David Meili, 27. Januar 2009, 07:00 Uhr

„Hier spielt der Markt“ – meint ricardo.ch

ricardo.ch dürfte umsatzmässig zu einem der bedeutendsten Händler in der schweizerischen Fotobranche geworden sein. Nicht wenige Fachgeschäfte bieten unter eigenen und Fantasie-Adressen Auslaufmodelle und auch neue Produkte aus dem Zwischenhandel an. Im Profibereich benützt ein Distributor für Studiosysteme ricardo.ch bereits als primären Verkaufskanal. Doch wer mitbietet, sieht sich oft ausgetrickst, wenn er die Regeln nicht kennt.

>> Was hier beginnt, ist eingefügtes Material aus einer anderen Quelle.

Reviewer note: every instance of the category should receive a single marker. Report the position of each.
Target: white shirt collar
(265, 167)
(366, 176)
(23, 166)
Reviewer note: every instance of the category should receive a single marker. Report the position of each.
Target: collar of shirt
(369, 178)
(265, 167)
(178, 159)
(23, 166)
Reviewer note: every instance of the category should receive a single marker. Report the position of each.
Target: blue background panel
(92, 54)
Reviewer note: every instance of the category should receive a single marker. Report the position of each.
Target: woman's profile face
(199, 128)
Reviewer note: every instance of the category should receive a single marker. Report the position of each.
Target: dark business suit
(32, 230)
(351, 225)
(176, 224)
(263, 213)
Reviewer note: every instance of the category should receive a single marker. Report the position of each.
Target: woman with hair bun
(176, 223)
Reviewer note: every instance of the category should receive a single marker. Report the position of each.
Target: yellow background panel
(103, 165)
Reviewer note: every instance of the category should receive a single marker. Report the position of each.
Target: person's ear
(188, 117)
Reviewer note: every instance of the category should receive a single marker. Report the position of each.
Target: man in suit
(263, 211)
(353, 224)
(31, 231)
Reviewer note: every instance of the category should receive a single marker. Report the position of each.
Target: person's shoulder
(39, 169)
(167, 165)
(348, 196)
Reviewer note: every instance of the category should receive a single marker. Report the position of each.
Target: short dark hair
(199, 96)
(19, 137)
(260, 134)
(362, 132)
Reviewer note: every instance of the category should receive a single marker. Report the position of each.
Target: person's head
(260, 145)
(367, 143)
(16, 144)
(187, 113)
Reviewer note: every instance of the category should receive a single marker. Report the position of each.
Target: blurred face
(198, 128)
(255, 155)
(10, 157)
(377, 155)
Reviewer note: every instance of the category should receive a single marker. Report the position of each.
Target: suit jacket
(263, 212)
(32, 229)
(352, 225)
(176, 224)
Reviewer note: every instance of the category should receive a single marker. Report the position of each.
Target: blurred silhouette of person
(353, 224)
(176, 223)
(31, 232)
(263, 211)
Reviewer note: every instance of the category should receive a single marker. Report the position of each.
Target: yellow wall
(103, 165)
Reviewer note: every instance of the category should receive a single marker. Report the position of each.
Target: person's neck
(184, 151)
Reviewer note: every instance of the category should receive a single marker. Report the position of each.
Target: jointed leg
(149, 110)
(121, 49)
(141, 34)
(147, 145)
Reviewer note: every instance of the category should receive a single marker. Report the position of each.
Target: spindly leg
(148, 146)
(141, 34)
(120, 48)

Lokaltermin auf dem Internet:

Die Online-Versteigerung für ein Optikgerät aus dem „Nachlass“ der Schulgmeinde Uster/ZH läuft auf 09.55 Uhr termingerecht ab. Wer wenige Sekunden zuvor noch 10 Franken mehr bietet, erhält die Mitteilung, dass er überboten wurde. Ein erneuter Zugriff auf die Site zeigt, dass die Auktion munter weiter läuft. Ein Mitbieter aus Uster, – Zufall – , schnappt das Ding um 10.08 Uhr. In den nächsten Tagen dürfte es auf dem neuen Preisniveau wieder auf ricardo.ch angeboten werden. Hinter dem (An)Bieter steht ein aus öffentlichen Geldern finanziertes Erwerbslosenprojekt.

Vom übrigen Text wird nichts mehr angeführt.